# Seriously OLD Perdomo Sticks



## Deuce Da Masta (Dec 4, 2006)

OK, so was going through some boxes i havent opened in a very long time and found some smokes i pretty much forgot i had. Yeah i have a problem...... So i found the tubos at a shop in chicago back in 2008 and they were sitting for a while before i found them. Im going to say late 90s were when these were produced. I also found a nice stash of perdomo2's. These are not the remakes that came out more recently these are true aged gems.... I also have a nice stash of estate seleccions from the early 2000s and the ESV91's that havent been made since the late 2000s.


----------



## TexaSmoke (Apr 13, 2018)

Wow. Very cool!

Sent from a necessary evil using Tapatalk


----------



## Ranger0282 (Mar 12, 2016)

Good God !!!!!!!!! I couldn't even imagine.. Let us know how they smoke. Or send me a few and I promise to give an honest review.....


----------



## Deuce Da Masta (Dec 4, 2006)

Ranger0282 said:


> Good God !!!!!!!!! I couldn't even imagine.. Let us know how they smoke. Or send me a few and I promise to give an honest review.....


I can do a review... Which one would you guys like to see reviewed first?


----------



## Olecharlie (Oct 28, 2017)

Deuce Da Masta said:


> I can do a review... Which one would you guys like to see reviewed first?
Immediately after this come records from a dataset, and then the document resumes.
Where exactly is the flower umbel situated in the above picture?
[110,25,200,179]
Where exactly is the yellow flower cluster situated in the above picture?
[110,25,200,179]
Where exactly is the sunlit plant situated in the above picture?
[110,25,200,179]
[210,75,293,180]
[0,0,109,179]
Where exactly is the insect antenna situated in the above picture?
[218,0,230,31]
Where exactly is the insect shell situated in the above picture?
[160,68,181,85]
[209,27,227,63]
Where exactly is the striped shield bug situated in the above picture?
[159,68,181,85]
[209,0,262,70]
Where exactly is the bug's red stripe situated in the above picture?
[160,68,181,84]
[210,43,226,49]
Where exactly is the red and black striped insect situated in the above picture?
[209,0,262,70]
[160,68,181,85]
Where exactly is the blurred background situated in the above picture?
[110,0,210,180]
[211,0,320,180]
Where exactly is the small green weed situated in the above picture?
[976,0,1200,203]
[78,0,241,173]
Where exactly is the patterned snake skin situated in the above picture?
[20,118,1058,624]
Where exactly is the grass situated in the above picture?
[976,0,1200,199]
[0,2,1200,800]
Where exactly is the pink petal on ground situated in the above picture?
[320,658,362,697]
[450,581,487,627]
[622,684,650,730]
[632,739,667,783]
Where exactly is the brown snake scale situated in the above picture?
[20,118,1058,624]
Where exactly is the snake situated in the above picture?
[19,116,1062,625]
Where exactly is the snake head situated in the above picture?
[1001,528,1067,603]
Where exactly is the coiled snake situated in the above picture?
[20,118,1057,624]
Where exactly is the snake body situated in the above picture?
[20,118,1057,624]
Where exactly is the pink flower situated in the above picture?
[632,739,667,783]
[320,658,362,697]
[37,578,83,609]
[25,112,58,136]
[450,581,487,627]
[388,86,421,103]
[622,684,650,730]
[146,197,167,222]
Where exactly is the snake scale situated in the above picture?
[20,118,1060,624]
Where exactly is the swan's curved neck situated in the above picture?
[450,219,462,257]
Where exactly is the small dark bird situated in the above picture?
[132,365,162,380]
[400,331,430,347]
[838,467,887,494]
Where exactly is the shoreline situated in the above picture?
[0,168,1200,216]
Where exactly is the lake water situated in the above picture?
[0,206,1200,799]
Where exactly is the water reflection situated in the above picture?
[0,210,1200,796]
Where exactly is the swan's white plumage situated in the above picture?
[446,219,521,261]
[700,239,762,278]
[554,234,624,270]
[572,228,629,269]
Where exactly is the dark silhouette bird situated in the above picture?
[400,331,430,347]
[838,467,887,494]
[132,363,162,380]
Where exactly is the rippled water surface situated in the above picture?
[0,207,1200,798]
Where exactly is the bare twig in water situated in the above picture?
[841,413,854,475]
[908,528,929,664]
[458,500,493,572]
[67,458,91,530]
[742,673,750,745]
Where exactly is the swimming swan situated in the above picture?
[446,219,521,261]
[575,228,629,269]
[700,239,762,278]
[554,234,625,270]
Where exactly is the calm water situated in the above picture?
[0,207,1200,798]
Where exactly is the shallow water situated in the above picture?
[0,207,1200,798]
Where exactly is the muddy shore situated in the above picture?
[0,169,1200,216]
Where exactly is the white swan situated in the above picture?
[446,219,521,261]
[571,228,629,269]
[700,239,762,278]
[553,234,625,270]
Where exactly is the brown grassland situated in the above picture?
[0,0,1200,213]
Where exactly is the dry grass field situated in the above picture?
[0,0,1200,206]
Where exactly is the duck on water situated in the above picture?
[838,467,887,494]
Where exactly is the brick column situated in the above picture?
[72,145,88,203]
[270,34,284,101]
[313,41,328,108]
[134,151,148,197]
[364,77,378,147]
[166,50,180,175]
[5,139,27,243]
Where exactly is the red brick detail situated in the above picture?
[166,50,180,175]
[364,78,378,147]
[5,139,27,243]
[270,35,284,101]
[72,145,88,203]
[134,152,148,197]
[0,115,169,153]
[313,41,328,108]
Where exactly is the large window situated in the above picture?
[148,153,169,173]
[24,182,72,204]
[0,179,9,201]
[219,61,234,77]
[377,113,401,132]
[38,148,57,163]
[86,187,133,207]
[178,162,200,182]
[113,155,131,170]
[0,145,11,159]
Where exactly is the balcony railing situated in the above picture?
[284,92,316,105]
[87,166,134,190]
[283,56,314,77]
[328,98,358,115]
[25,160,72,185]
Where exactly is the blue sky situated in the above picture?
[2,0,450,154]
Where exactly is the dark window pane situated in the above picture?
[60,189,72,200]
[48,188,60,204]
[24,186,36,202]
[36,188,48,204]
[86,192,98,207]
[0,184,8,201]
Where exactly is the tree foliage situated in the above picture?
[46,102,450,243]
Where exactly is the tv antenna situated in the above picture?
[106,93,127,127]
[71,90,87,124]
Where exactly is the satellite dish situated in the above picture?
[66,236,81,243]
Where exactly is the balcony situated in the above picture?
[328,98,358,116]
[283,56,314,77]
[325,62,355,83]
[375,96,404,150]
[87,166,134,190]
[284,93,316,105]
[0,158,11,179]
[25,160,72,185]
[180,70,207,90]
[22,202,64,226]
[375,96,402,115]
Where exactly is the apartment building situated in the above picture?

The last Torpedo in the pic!


----------



## Deuce Da Masta (Dec 4, 2006)

Olecharlie said:


> The last Torpedo in the pic!


OK i will try and get a review of the Perdomo2 soon then


----------



## Ranger0282 (Mar 12, 2016)

Olecharlie said:


> The last Torpedo in the pic!


Ditto !!!!


----------



## WABOOM (Oct 15, 2015)

Smoke the Perdomo2 first.


----------



## Gummy Jones (Mar 30, 2017)

I have one of those old perdomo2s that ive been wondering what I should do with

not the biggest Perdomo fan but maybe ill put the fire to it here soon


----------



## Mich_smoker (Feb 6, 2019)

That takes me back, I used to smoke the the Maduro la tradition regularly around 95. I'd be curious how those will be with that much time on them. Gotta let us know.


----------



## Sine_Qua_Non (Oct 20, 2018)

Deuce Da Masta said:


> OK, so was going through some boxes i havent opened in a very long time and found some smokes i pretty much forgot i had. Yeah i have a problem...... So i found the tubos at a shop in chicago back in 2008 and they were sitting for a while before i found them. Im going to say late 90s were when these were produced. I also found a nice stash of perdomo2's. These are not the remakes that came out more recently these are true aged gems.... I also have a nice stash of estate seleccions from the early 2000s and the ESV91's that havent been made since the late 2000s.


So jealous about those old Perdomo 2s you came across. Those were one of my favorite lines back in the day. Hopefully they still have some kick to them. I have 12 of the newer-release Perdomo 2s left, but they just aren't as special as the original line.


----------



## -Stinky- (Jul 23, 2018)

Great find!! Those old Perdomos can be epic. Detailed review needed of this!


Sent from my iPhone using Tapatalk


----------



## cigarr_papi (May 5, 2020)

Those look down right delicious! Smoke'em!


----------